Partington, an alpha user of the system, has 250 contacts on it, which is sort of like having a lot of friends on Friendster. He keeps up with so many different members’ work that he has an RSS feed download them all, so he can stay on top of it all. “I let my computer check the RSS feed for me, and just collect the messages. So, each night, I can take my hour or two to go through what my computer has logged over the day,” he says. Otherwise, there’s no way he could keep up with the amount of interesting stuff he’s tracking: “You have bloggers and professional photographers and people who use their cellphones all squished into one space. It’s a really good incubator for all kinds of creativity. The more I see other people’s work — their style — it has a ripple effect. It’s almost like you’re playing together, it’s so social.”
Others are amazed by what the system brings out in their own friends and family. When San Francisco Web designer Heather Champ got married in July, she and her fiancé created a group on Flickr for their 75 wedding guests. And just three days after the wedding, more than 300 photos had been uploaded. They included pictures taken with camera phones that had been posted immediately, as well as digital camera photos that people had gone home and uploaded. “The people posting back to our wedding group weren’t just our tech-savvy friends with camera phones,” she says. “Derek’s mother, Derek’s father, my sister, Derek’s aunt and uncle. The barriers are coming down.”

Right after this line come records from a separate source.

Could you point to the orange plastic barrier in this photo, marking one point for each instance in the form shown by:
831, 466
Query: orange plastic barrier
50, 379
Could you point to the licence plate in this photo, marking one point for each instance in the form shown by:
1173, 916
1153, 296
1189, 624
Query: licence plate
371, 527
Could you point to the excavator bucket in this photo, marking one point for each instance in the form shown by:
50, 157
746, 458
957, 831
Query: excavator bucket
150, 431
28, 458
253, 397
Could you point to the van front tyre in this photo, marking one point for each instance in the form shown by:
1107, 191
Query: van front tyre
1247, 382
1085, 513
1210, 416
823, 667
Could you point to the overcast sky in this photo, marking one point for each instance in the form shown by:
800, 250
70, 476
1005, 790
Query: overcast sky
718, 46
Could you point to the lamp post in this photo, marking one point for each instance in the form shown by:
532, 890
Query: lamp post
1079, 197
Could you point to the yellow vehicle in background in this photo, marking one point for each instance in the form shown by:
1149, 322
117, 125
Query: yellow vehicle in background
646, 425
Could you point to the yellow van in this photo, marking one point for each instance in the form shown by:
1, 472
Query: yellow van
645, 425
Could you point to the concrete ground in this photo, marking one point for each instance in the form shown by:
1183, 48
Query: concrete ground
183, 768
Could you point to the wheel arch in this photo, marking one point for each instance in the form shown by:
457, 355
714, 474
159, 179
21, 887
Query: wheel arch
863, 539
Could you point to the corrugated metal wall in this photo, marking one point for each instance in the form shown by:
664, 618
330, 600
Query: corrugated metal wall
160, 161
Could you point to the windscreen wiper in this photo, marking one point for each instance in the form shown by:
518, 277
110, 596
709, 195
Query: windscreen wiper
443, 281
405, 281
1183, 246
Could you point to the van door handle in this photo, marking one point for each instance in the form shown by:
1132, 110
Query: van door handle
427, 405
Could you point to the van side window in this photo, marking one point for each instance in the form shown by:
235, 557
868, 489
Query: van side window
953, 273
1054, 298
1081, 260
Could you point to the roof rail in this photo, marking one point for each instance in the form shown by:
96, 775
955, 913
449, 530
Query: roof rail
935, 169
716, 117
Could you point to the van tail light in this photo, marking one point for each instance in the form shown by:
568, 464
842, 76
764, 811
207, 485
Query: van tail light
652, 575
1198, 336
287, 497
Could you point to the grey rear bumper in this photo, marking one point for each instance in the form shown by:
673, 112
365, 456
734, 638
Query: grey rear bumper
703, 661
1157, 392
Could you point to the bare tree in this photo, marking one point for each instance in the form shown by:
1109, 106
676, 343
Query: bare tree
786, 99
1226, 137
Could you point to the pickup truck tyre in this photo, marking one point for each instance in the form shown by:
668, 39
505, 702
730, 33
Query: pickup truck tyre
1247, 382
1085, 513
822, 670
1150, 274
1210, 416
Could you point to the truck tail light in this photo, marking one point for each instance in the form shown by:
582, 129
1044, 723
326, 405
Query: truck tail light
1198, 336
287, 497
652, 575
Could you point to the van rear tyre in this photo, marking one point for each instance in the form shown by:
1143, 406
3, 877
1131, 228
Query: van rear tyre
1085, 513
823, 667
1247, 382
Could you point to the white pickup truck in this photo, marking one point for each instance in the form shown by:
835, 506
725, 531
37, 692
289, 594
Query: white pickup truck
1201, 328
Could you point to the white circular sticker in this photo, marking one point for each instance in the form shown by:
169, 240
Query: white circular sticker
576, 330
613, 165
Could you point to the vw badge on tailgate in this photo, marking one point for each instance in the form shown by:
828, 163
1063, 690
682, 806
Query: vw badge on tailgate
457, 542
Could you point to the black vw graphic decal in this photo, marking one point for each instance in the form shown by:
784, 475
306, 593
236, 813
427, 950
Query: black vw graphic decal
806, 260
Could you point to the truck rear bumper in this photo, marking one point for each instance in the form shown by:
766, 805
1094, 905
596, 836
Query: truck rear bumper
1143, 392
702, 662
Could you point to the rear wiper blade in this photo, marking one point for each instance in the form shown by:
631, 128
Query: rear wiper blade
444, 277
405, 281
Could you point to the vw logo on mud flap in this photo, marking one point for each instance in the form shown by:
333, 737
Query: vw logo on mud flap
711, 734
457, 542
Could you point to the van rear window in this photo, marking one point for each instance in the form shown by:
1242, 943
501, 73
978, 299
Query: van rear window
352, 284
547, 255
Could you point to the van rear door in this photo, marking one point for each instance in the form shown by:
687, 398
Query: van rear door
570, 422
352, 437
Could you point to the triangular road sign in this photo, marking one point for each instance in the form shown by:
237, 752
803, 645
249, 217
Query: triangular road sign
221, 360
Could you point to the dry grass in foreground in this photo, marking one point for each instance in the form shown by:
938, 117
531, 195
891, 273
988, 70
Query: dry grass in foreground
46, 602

But more remarkable was the kind of running commentary from their wedding guests about their honeymoon in Amsterdam and Paris that took place on Flickr while it was still happening. “When we were wandering around we would take pictures with the camera phone, and we would post them immediately,” Champ explains. “It was funny to get back and find people were having this real-time conversation about where we were. ‘They’re at Cafe Hugo near Place Des Vosges!’ It was kind of unexpected to see all this dialogue.”

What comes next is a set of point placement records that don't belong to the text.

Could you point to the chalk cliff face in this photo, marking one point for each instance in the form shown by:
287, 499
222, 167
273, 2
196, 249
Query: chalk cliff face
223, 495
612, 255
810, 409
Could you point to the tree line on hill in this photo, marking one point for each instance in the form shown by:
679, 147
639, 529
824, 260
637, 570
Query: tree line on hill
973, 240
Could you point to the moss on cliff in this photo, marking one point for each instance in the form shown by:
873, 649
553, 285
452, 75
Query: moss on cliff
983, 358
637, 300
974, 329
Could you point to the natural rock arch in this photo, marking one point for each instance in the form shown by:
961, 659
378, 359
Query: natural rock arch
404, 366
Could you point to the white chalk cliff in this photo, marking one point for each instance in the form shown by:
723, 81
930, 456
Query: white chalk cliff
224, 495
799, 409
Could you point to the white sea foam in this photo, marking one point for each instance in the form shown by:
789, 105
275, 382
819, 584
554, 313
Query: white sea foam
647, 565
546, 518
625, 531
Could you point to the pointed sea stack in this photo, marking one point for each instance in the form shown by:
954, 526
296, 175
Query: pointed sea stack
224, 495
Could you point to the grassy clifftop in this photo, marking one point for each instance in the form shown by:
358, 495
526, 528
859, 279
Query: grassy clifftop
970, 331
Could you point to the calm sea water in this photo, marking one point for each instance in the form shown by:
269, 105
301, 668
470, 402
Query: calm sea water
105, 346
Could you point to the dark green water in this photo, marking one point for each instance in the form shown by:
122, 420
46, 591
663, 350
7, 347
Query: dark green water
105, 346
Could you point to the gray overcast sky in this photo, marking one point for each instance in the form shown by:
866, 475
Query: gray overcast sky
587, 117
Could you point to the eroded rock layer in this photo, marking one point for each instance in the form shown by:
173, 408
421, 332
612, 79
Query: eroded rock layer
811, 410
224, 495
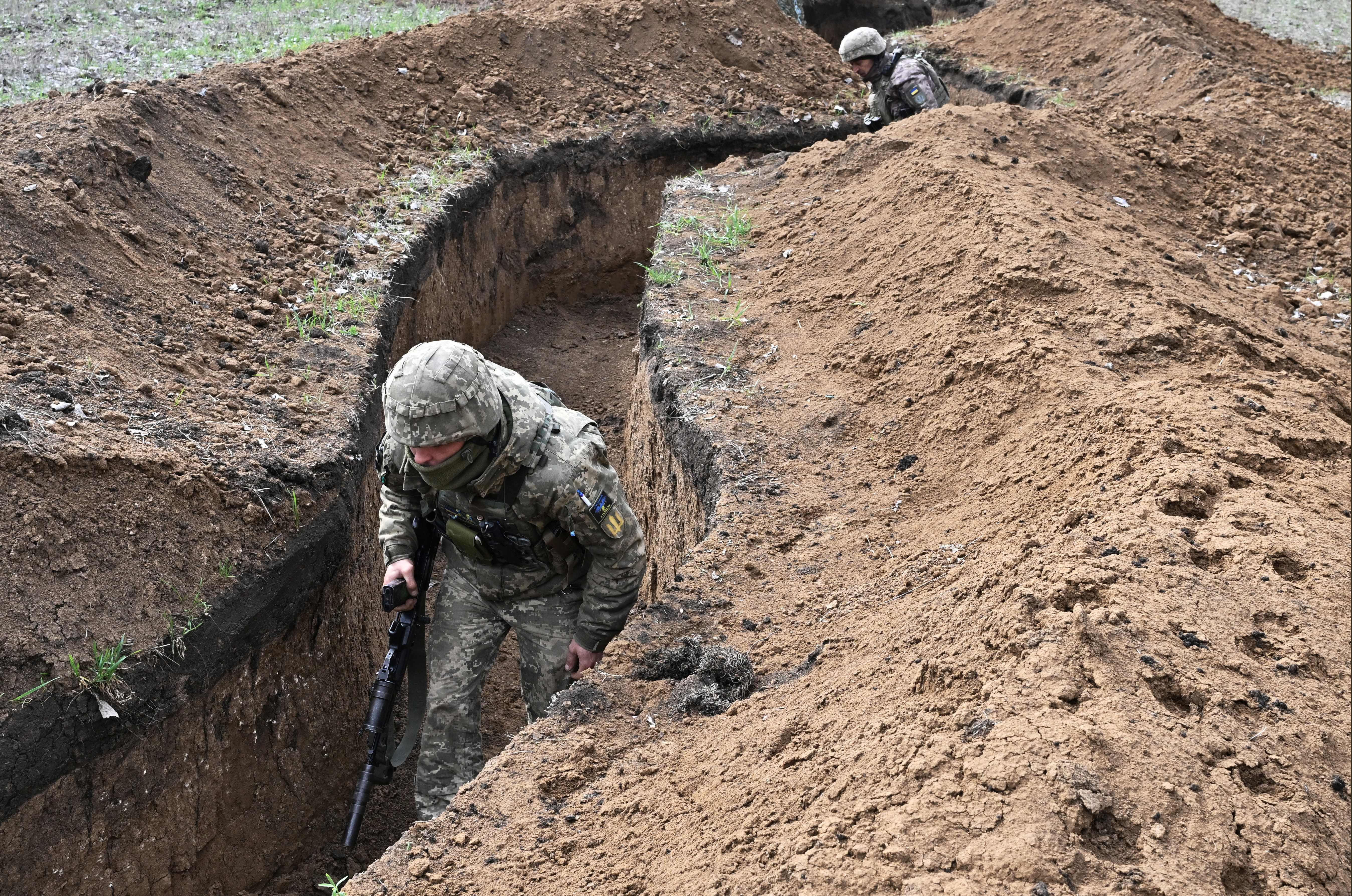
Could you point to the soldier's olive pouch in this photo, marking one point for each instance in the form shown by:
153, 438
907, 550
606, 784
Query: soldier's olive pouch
485, 540
550, 395
464, 537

And even more unexpected is the kind of strange social dynamics that can fall out from having this immediate window into your friends’ lives: what they ate last night, and who they ate it with, Champ says. “There is a downside, too. Looking at your friends’ photos and thinking: ‘Why wasn’t I invited to that party.’ So many of my friends use it you can cross-reference,” she explains almost apologetically: “You almost feel somewhat stalker-ish when you put two and two together, and come up with the very high-school: ‘Why wasn’t I invited?’”
By the time Josie Robson, the little girl born on Flickr just a few months ago, is old enough to actually be in high school, will that even seem weird to her? Maybe it will just be the new normal with everyone keeping visual tabs on their friends and family — as well as countless “contacts” they’ve met online — all the time.